Io tocco le risme di carta. Le scarto e poi le tengo tra pollice e indice. Con entrambe le mani. Non so perché ne sono attratto: forse inconsciamente assorbo sensazioni di opulenza, di pulizia del bianco, di ordine simmettrico. Poi le annuso pure prima di inserirle nel cassetto della stampante: l’odore della carta è rassicurante e buonissimo.

E poi cerco la manopola del gas della mia moto. Ma la mia moto non è più giuridicamente mia e ora scorrazza per il centro di Londra sotto al culo di chi sa chi e così mi capita di toccare quelle degli altri, parcheggiate fuori dai locali. Sono morbide le manopole della moto e per quanto la gommapiuma nera tenti di assorbire le vibrazioni che il gas le impone, qualcosa sfugge. E mentre  stringi  la destra e ruoti il polso, le residue scosse sfuggite ti salgono veloci sul braccio, su fino alla testa facendoti vibrare leggermente le ossa del cranio. Quel gas decide le accellerazioni della tua libertà ed è fin troppo facile spiegare l’invaghimento tattile.

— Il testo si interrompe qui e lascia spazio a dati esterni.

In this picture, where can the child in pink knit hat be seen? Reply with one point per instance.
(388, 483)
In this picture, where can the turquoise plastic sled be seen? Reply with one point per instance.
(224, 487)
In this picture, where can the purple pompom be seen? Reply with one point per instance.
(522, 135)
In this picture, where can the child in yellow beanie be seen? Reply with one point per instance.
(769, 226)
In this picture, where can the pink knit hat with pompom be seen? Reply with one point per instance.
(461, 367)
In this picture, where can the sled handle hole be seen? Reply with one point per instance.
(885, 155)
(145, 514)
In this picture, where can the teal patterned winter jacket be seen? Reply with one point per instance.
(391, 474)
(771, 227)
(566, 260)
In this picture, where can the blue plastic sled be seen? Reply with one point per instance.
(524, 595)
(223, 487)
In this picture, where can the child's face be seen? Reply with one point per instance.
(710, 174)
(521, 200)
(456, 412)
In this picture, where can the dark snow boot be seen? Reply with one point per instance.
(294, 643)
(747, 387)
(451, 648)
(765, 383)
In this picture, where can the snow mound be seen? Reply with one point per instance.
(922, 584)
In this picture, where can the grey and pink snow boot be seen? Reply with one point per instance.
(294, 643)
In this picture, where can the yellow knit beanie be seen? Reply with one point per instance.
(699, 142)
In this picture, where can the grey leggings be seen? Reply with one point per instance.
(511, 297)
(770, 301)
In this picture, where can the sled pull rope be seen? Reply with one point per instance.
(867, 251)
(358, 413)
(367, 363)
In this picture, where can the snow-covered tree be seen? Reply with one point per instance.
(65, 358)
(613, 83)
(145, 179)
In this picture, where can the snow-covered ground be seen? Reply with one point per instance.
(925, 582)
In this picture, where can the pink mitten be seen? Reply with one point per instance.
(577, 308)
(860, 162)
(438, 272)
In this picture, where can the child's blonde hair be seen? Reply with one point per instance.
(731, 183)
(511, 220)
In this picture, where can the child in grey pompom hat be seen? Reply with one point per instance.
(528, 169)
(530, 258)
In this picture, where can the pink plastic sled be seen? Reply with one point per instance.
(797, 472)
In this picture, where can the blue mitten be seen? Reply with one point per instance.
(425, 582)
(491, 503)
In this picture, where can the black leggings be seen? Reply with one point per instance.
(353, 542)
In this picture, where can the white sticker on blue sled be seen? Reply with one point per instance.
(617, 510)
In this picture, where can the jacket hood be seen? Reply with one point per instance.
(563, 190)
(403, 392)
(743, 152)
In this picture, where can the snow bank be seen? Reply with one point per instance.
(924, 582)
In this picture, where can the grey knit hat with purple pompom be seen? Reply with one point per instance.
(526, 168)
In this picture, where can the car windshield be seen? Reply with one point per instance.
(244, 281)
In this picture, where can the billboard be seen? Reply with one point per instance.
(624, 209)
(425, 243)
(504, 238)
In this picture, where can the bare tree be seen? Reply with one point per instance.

Ma sono i tasti del pianoforte gli oggetti di cui non posso proprio fare a meno. Un piano l’ho sempre avuto in casa: verticale, poi a coda, in futuro magari elettrico, ma il bianco e il nero dei tasti di legno e avorio hanno scandito con immutato rigore cromatico i miei eventi. Come io non sia ancora diventato un pianista non è dato sapere. Forse la materna sacralità che ammanta quello strumento mi ha impedito di giocarci. Magari dovrei imparare a toccarlo senza reverenza.